Bidang Perumahan Rakyat (Perkim) bertanggung jawab memastikan masyarakat berpenghasilan rendah memiliki akses terhadap rumah layak huni. Bidang Sosial berfokus pada perlindungan dan rehabilitasi sosial bagi kelompok rentan, dan Bidang Trantibum Linmas menjaga ketertiban umum serta ketentraman masyarakat sebagai pelayanan dasar. “Kesamaan visi dan misi transformasi Posyandu inilah yang kami bahas hari ini, termasuk langkah-langkah strategis untuk menyukseskan enam pelayanan ini,” ujar Ibu Tri Tito Karnavian.

Rakornas juga menjadi forum strategis bagi para ketua tim pembina Posyandu dari berbagai daerah untuk menyamakan persepsi mengenai peran dan tugas Posyandu. Ibu Tri menekankan bahwa Posyandu kini menjadi mitra strategis pemerintah dalam meningkatkan kesejahteraan masyarakat melalui pelayanan terpadu dan berkelanjutan.

Sementara itu, Ibu Purnama Wulan Sari Mirza menegaskan bahwa seluruh paparan dan arahan yang disampaikan oleh Ibu Tri Tito Karnavian akan segera diimplementasikan di Lampung. “Kami hadir untuk mendengarkan langsung seluruh pemaparan mengenai transformasi Posyandu. Hal ini akan kami terapkan di Lampung agar masyarakat secara langsung dapat merasakan manfaat dari enam bidang pelayanan ini,” jelas Ibu Wulan.

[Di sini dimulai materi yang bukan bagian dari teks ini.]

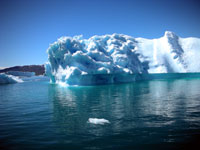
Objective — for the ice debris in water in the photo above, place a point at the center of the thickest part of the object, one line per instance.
(6, 79)
(98, 121)
(100, 59)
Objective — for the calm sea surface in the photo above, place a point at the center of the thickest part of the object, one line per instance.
(159, 114)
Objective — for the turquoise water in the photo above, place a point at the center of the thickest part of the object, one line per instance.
(159, 114)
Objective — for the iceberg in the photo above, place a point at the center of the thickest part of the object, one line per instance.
(119, 58)
(6, 79)
(98, 121)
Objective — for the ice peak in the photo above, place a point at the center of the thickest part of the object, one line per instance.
(170, 34)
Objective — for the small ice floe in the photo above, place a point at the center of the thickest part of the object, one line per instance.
(98, 121)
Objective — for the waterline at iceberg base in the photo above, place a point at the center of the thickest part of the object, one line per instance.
(100, 79)
(119, 58)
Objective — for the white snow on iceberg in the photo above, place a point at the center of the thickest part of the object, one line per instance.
(6, 79)
(98, 121)
(117, 58)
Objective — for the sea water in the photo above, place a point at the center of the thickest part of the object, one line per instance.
(157, 114)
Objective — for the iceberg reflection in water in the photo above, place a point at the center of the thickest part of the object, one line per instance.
(162, 111)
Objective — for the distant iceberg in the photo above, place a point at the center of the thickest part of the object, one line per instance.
(98, 121)
(20, 73)
(119, 58)
(6, 79)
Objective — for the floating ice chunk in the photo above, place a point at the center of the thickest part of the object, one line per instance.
(6, 79)
(98, 121)
(21, 73)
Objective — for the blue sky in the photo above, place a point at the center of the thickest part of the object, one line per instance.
(28, 27)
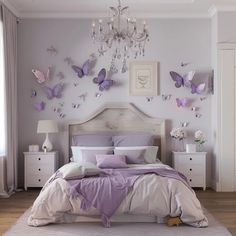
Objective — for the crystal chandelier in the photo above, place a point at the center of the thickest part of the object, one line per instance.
(120, 33)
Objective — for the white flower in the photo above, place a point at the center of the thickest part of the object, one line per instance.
(199, 137)
(177, 133)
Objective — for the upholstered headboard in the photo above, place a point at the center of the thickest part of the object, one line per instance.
(121, 118)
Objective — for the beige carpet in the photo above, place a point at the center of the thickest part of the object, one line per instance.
(118, 229)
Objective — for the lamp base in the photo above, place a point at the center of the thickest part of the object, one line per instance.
(47, 145)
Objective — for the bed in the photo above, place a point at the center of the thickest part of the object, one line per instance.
(152, 197)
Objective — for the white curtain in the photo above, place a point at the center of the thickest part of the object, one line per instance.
(10, 60)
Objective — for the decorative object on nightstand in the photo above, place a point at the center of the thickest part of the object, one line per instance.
(192, 165)
(178, 136)
(47, 126)
(200, 139)
(39, 166)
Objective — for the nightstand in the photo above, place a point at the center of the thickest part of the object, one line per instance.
(192, 165)
(39, 166)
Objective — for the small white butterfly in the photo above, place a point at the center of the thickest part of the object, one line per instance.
(149, 99)
(184, 124)
(75, 106)
(166, 97)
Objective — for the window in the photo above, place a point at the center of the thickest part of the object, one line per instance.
(2, 97)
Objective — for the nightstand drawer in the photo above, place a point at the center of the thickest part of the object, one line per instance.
(40, 169)
(189, 159)
(37, 180)
(191, 169)
(195, 180)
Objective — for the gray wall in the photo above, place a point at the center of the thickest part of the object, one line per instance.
(172, 41)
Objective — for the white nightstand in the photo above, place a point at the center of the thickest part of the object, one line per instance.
(192, 165)
(39, 166)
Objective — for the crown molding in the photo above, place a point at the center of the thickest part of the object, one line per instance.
(214, 9)
(74, 15)
(11, 7)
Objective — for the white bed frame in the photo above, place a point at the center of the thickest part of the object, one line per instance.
(120, 118)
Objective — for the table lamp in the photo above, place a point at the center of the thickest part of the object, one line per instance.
(47, 127)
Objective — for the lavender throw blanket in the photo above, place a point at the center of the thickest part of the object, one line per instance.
(107, 191)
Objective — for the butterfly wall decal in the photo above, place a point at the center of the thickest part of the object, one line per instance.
(198, 89)
(103, 83)
(166, 97)
(182, 81)
(52, 50)
(41, 76)
(182, 102)
(54, 91)
(40, 106)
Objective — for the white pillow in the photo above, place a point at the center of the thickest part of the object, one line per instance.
(150, 154)
(79, 170)
(88, 154)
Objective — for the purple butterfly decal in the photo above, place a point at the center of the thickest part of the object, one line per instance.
(182, 102)
(103, 83)
(81, 72)
(53, 92)
(39, 106)
(197, 89)
(185, 80)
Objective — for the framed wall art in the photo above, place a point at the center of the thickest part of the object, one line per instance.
(144, 78)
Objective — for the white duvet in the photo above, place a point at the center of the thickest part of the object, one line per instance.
(151, 195)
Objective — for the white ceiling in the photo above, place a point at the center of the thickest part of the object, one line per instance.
(138, 8)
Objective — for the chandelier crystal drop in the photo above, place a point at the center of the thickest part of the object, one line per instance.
(120, 33)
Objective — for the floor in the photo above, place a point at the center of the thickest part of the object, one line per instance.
(221, 205)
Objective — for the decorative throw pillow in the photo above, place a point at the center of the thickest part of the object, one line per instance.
(92, 140)
(150, 152)
(75, 170)
(111, 161)
(135, 156)
(133, 140)
(88, 154)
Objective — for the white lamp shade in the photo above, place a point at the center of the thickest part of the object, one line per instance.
(47, 126)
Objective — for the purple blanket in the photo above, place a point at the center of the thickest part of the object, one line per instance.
(107, 191)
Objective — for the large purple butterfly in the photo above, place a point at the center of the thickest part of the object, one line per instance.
(53, 92)
(81, 72)
(182, 102)
(103, 83)
(39, 106)
(197, 89)
(185, 80)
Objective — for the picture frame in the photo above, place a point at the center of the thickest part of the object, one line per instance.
(144, 78)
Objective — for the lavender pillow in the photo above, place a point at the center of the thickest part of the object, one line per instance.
(88, 154)
(133, 140)
(132, 156)
(111, 161)
(92, 140)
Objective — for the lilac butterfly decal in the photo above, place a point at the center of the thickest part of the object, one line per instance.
(182, 102)
(41, 76)
(39, 106)
(198, 89)
(53, 92)
(82, 71)
(185, 80)
(103, 83)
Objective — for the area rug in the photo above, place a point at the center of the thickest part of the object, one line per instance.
(118, 229)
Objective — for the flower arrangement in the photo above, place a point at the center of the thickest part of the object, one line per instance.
(200, 137)
(177, 133)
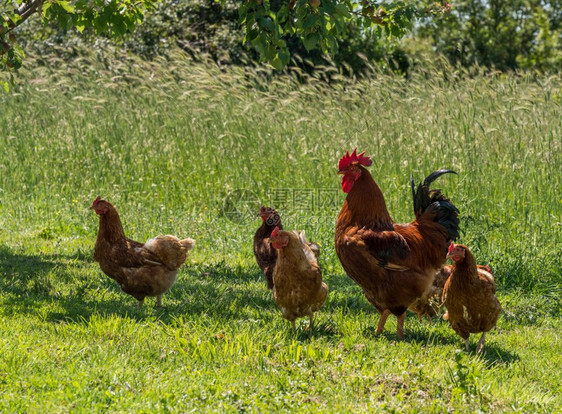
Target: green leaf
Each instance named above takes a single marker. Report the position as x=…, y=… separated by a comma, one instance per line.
x=310, y=41
x=342, y=10
x=66, y=6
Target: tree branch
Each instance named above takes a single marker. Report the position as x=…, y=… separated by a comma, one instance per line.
x=25, y=10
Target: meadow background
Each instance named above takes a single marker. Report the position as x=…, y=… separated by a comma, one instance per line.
x=192, y=149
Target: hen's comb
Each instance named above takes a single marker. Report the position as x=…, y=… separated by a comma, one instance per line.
x=347, y=160
x=451, y=247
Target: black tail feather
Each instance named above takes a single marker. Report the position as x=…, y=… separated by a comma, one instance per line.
x=434, y=201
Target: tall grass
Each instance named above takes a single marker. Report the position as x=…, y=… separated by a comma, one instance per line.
x=173, y=144
x=168, y=141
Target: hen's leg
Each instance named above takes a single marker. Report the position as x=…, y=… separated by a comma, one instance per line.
x=311, y=316
x=382, y=321
x=480, y=345
x=400, y=325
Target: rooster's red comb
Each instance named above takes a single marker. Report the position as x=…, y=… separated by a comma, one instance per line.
x=451, y=247
x=347, y=160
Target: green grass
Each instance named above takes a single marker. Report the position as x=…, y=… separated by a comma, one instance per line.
x=168, y=142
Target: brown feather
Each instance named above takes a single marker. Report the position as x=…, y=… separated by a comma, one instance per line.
x=140, y=271
x=469, y=296
x=298, y=289
x=419, y=246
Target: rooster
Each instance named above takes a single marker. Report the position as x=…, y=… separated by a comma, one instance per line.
x=429, y=305
x=394, y=264
x=469, y=296
x=148, y=269
x=298, y=289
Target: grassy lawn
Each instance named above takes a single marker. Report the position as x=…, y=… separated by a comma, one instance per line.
x=192, y=150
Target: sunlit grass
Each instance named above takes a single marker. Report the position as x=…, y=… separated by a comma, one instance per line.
x=169, y=143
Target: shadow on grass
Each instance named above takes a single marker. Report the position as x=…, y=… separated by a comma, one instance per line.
x=30, y=275
x=59, y=288
x=494, y=355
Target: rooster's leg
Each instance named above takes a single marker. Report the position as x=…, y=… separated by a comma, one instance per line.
x=311, y=316
x=400, y=325
x=480, y=345
x=382, y=321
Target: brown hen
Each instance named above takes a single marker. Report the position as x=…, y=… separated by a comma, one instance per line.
x=430, y=304
x=264, y=252
x=148, y=269
x=469, y=296
x=298, y=289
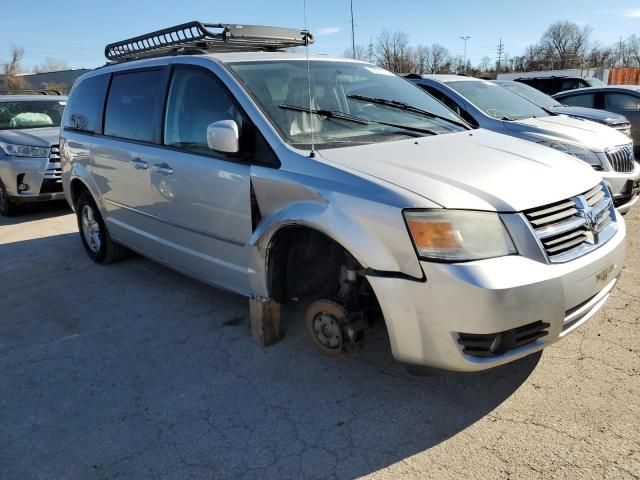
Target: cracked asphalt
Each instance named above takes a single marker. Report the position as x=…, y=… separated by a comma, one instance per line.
x=133, y=371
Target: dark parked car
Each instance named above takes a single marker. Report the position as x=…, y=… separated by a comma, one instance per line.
x=555, y=84
x=613, y=120
x=622, y=99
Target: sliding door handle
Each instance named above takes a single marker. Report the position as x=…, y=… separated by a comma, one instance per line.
x=162, y=168
x=139, y=164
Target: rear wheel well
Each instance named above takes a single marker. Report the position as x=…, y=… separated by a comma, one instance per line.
x=76, y=189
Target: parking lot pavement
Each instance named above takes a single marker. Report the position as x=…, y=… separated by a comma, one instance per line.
x=134, y=371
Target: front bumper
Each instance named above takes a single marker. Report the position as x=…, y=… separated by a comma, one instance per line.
x=424, y=319
x=41, y=175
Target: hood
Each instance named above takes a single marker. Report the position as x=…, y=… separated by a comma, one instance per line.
x=600, y=116
x=589, y=134
x=34, y=137
x=477, y=170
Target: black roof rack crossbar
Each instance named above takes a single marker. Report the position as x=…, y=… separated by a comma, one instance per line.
x=41, y=91
x=200, y=36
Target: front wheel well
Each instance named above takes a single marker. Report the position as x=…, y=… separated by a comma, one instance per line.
x=76, y=188
x=305, y=263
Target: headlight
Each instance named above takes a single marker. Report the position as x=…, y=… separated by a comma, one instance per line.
x=458, y=235
x=582, y=153
x=24, y=150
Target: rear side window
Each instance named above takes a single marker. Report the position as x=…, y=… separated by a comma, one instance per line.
x=83, y=112
x=572, y=83
x=134, y=105
x=583, y=100
x=621, y=101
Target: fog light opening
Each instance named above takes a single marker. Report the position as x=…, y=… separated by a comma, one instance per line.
x=496, y=344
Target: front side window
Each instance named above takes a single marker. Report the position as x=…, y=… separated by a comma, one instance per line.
x=281, y=88
x=621, y=101
x=84, y=111
x=497, y=102
x=584, y=100
x=196, y=100
x=18, y=115
x=134, y=104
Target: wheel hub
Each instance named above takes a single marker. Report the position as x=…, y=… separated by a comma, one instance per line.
x=90, y=229
x=327, y=329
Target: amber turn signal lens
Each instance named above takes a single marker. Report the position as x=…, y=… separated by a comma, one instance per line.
x=437, y=235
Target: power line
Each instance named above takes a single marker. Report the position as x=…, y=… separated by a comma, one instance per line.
x=464, y=39
x=500, y=52
x=353, y=33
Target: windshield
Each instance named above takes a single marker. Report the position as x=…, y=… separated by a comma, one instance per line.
x=536, y=96
x=340, y=87
x=497, y=102
x=20, y=114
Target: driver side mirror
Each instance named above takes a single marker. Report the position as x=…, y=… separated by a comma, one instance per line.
x=224, y=136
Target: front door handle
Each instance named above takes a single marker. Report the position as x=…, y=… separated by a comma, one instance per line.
x=139, y=164
x=162, y=168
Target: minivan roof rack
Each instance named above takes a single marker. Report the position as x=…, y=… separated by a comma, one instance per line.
x=198, y=37
x=31, y=91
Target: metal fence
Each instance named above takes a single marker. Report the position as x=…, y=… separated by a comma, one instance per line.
x=624, y=76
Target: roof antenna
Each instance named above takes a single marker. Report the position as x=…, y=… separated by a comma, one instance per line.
x=312, y=154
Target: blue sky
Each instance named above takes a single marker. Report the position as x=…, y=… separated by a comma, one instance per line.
x=77, y=31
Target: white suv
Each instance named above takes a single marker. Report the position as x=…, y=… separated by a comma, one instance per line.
x=336, y=183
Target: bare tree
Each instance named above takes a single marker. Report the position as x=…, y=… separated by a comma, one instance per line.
x=420, y=58
x=565, y=44
x=361, y=53
x=393, y=51
x=485, y=64
x=51, y=64
x=438, y=60
x=13, y=67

Selain itu, Rakornas Posyandu 2025 membahas strategi inovatif untuk meningkatkan efektivitas Posyandu di lapangan, termasuk integrasi data, pelatihan kader, dan pemanfaatan teknologi informasi untuk memantau kesehatan, pendidikan, dan kesejahteraan masyarakat. Dengan demikian, Posyandu tidak hanya menjadi pusat layanan kesehatan anak dan ibu, tetapi juga menjadi pusat pemberdayaan komunitas yang dapat mendorong pembangunan sosial dan ekonomi di tingkat desa dan kelurahan.

Ibu Wulan menambahkan, implementasi enam layanan SPM ini juga akan melibatkan kolaborasi lintas sektor, termasuk Dinas Kesehatan, Dinas Pendidikan, Dinas Sosial, Dinas Perumahan, serta aparat keamanan dan ketertiban masyarakat. Pendekatan ini diharapkan mampu meningkatkan kualitas pelayanan Posyandu, mengurangi angka stunting, serta meningkatkan kesejahteraan keluarga di Lampung.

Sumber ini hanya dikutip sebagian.